How important is private equity for Africa?
I think it’s important for a variety of reasons. Africa needs to invest a lot more. It’s estimated that you’ve got to spend another $50 billion a year in building Africa’s infrastructure. If you take the growing consumer, there is a huge opportunity there. Agriculture is also a huge opportunity. So, all of that requires investment. The big challenge that Africa has is its savings rate is very low. The savings rate to GDP ratio across Africa is 15%. In contrast, China has close to 45%. Also the size of the domestic financial sector, once you get outside of South Africa, is very small relative to the investment requirements of Africa.
I’ll give you an example, if you take the entire Nigerian banking system, the combined market capitalization of the top 10 banks, is less than a quarter of the market capitalization of the single largest bank in Indonesia… It means Africa needs foreign capital. Foreign capital takes the form of private equity, foreign markets, bond markets or bank lending. Africa probably needs all of them.
Also, private equity is useful in bringing in potentially an upgradation in management skills, technical skills and technology.
In terms of investment, how does Africa compare to other parts of the world you have worked in , like Asia, the Middle East and Europe?
In a word: attractive. But, it’s not without its challenges and risks. The way I like to look at Africa is this is China 1990. This is India 2000. This is Vietnam 2005. If you were to look at Africa as the great market for people wanting to buy their first microwave, their first refrigerator, their first car, their first apartment, there is a huge underlying market here.
Also, Africa has had the second highest GDP growth of any continent over the last 10 or 20 years. The levels of governance and the macroeconomic fundamentals of Africa are generally improving. In 20 years, Africa will have more people of a working age than either India or China. If you take agriculture, 60% of the world’s uncultivated arable land is in Africa. If you look across the spectrum, there is a huge need. But, it is not without risk because capital markets are not deep and liquid. The quality of governance in some of these companies is not really high. A lot of the entrepreneurs are third generation entrepreneurs. They need to be lifted up and almost mentored.

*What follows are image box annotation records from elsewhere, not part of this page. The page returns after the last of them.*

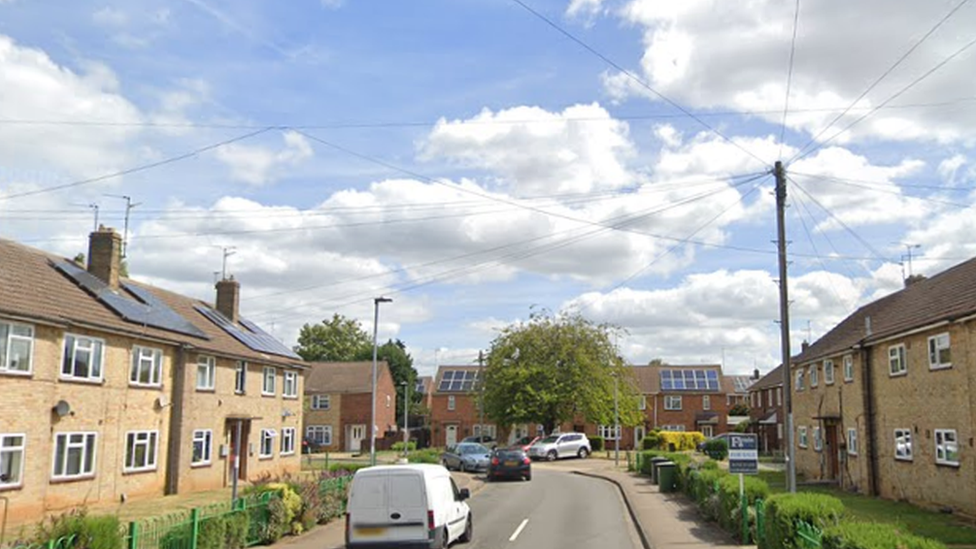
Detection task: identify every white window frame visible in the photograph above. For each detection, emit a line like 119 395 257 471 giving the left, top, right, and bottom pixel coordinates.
312 395 332 410
0 433 27 490
935 429 959 467
279 427 295 456
129 345 163 387
281 371 298 398
0 321 35 374
928 332 952 370
258 429 278 459
51 431 98 480
234 360 247 395
190 429 213 467
305 425 332 446
844 355 854 383
59 333 105 383
197 355 217 391
895 429 915 461
847 427 858 456
888 343 908 377
122 431 159 473
261 366 278 396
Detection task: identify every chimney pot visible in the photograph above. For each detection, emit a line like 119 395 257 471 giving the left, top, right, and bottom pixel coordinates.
216 275 241 324
88 225 122 290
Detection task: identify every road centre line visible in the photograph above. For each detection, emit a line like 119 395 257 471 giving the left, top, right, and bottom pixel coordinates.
508 519 529 541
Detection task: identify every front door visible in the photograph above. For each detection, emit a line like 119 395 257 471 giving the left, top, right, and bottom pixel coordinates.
346 425 366 452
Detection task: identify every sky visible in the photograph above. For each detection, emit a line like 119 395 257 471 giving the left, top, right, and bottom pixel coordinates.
0 0 976 374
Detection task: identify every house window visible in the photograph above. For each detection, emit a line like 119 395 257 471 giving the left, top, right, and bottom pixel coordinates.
258 429 278 458
895 429 912 461
844 355 854 381
261 366 278 396
129 345 163 387
929 333 952 370
122 431 159 473
935 429 959 467
305 425 332 446
0 434 27 488
888 345 908 376
61 334 105 381
0 322 34 374
234 360 247 395
281 427 295 456
53 433 97 479
197 355 217 391
312 395 332 410
190 429 213 465
281 372 298 398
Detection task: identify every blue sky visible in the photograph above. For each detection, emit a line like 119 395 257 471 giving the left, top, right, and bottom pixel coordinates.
0 0 976 373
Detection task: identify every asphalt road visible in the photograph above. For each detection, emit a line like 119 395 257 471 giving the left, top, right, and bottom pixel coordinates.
464 466 641 549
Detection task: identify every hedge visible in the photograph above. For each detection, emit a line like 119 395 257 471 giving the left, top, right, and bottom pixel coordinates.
823 522 946 549
759 493 844 549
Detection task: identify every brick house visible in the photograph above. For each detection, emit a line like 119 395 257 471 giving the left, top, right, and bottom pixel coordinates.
749 366 786 454
302 361 397 453
0 228 304 522
790 259 976 516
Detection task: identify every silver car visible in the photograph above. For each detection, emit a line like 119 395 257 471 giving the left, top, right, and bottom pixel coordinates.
528 433 592 461
441 442 491 471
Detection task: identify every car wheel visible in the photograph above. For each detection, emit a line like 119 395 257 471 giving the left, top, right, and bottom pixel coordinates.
458 513 474 543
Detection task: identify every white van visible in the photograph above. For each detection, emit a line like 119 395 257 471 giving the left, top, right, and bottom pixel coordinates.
346 464 473 549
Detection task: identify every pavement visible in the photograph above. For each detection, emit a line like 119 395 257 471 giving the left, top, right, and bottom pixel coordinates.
275 458 755 549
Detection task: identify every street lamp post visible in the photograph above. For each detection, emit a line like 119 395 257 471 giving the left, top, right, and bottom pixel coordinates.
369 297 393 465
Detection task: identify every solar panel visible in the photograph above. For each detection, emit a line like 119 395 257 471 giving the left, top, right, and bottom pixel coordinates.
54 262 209 339
194 305 301 360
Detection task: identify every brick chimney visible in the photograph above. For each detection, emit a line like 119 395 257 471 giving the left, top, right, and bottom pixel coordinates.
217 275 241 324
88 225 122 290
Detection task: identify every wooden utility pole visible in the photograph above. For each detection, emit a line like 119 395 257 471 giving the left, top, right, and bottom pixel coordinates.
773 160 796 493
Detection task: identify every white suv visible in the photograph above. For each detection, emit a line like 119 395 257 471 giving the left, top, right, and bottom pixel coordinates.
527 433 592 461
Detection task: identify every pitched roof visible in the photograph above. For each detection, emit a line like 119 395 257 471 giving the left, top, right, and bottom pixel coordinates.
305 360 389 394
0 234 302 366
792 258 976 363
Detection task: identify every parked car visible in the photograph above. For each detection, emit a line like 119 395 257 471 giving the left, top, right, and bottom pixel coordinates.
487 446 532 481
529 433 593 461
441 442 491 471
346 464 473 549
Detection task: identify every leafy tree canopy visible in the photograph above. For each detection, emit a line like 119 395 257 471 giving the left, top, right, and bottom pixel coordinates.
484 311 642 433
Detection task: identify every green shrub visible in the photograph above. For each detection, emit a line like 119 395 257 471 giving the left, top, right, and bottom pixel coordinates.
823 522 946 549
760 493 844 549
705 438 729 461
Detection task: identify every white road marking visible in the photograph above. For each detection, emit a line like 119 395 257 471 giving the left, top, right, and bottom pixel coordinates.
508 519 529 541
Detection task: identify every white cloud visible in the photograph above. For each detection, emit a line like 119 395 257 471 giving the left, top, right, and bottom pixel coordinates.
214 131 314 186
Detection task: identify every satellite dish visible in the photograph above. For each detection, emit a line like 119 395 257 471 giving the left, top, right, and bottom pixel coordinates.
54 400 71 417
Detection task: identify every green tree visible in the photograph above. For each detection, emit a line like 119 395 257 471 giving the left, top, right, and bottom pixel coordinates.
484 311 642 433
295 313 373 362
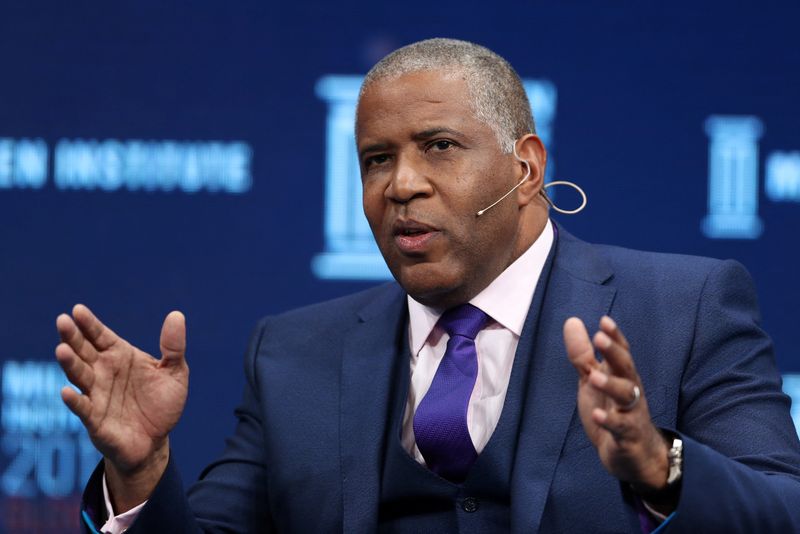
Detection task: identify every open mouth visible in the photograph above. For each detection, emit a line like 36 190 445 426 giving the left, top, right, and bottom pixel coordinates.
393 220 439 255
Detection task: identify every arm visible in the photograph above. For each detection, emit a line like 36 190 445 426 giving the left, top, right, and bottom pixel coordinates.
669 262 800 532
565 262 800 532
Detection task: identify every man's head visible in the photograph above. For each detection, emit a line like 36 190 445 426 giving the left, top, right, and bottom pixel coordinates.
356 39 536 154
356 39 547 308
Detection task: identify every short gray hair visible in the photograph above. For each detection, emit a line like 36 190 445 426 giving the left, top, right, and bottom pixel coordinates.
356 38 536 154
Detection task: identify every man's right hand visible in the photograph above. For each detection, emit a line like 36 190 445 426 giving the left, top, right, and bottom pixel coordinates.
56 304 189 514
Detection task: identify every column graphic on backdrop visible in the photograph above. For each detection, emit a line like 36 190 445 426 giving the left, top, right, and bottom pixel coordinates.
702 115 800 239
311 75 556 280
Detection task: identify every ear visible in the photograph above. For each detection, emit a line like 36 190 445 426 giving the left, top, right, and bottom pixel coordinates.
512 134 547 207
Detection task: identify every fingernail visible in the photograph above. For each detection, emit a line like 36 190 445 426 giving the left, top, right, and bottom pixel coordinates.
595 332 611 349
589 369 608 387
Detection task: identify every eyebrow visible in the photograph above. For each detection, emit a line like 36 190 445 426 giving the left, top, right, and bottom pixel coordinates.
412 126 463 141
358 126 464 158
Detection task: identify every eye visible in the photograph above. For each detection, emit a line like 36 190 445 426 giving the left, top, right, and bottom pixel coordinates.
428 139 456 152
364 154 389 169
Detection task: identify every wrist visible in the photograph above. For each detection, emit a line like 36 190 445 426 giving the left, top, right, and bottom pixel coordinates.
630 431 683 515
103 441 169 514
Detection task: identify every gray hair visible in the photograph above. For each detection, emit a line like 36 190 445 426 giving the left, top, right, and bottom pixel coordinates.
356 38 536 154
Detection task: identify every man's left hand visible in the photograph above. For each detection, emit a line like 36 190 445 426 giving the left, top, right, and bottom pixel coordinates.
564 316 669 494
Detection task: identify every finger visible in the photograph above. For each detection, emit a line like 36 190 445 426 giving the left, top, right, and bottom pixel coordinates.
600 315 631 351
160 311 186 365
594 331 639 383
589 369 641 406
564 317 598 378
592 408 632 441
72 304 119 351
56 313 97 364
56 343 94 393
61 386 92 425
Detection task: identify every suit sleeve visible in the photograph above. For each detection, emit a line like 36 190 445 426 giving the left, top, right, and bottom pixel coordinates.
81 321 273 534
664 261 800 533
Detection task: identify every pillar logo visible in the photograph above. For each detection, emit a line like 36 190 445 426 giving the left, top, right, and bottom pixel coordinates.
311 75 556 280
702 115 800 239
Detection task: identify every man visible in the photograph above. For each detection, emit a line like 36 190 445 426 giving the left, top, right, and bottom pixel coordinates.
56 39 800 532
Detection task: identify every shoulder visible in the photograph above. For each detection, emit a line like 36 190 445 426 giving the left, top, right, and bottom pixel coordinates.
559 226 749 291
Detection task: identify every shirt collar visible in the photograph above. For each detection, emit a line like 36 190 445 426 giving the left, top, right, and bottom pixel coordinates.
408 219 553 354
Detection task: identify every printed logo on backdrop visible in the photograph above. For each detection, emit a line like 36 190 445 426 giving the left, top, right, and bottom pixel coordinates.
0 138 253 194
0 360 100 532
702 115 800 239
311 76 556 280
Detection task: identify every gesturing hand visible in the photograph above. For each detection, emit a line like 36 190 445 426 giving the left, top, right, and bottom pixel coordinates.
564 317 669 492
56 304 189 513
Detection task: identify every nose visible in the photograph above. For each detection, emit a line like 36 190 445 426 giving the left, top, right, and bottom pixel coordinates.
385 156 433 204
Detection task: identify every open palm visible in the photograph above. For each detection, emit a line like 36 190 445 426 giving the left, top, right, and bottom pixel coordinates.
56 304 189 471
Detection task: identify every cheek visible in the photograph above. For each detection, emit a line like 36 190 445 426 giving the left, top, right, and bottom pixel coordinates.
362 184 385 233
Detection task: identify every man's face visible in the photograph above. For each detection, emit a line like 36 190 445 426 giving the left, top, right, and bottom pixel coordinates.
356 70 524 308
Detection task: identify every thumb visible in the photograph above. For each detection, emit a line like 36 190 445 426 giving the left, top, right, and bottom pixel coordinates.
160 311 186 365
564 317 598 378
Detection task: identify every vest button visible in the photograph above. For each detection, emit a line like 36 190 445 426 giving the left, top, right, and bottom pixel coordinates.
461 497 478 514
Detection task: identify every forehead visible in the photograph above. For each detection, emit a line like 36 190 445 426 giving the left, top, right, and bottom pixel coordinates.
356 70 492 144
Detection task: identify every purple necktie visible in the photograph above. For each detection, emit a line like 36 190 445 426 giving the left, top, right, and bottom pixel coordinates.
414 304 489 482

What do you look for in a company before making an investment?
As Gateway Fund, we look for companies that provide goods and services that cater to the basic needs of humanity in our markets. We don’t like to invest in companies to do caviar. We don’t like to invest in companies that are a bet on the future and no cash flows. We invest in very basic companies – what we like to call Maslow’s hierarchy of needs bottom of the pyramid – food, shelter, clothing, that kind of stuff. If you look at the stuff we’ve invested in: biscuits and buns, convenience stores, cement, optical fiber network, or data which today is basic.
We also look for companies that have good management that we can trust and work with. And we look where we can add value in terms of taking them into new geographies, new markets and new clients.
Aliko Dangote is on Gateway’s advisory board. How beneficial is it having the richest man in Africa part of your team?
It’s huge. He provides insight into how Africa thinks, how Africa behaves, what works in Africa, what doesn’t work in Africa. You can do a 100-year MBA program at any business school and you won’t get that. Then, also, when we look at transactions and understanding whether that makes sense, providing the due diligence on the deal, that helps us as well. Also having somebody like Aliko to help our investee companies go into other markets helps. But I would just hasten to add, Aliko is the star of Africa, but we are also fortunate to have similar high quality advisory board members.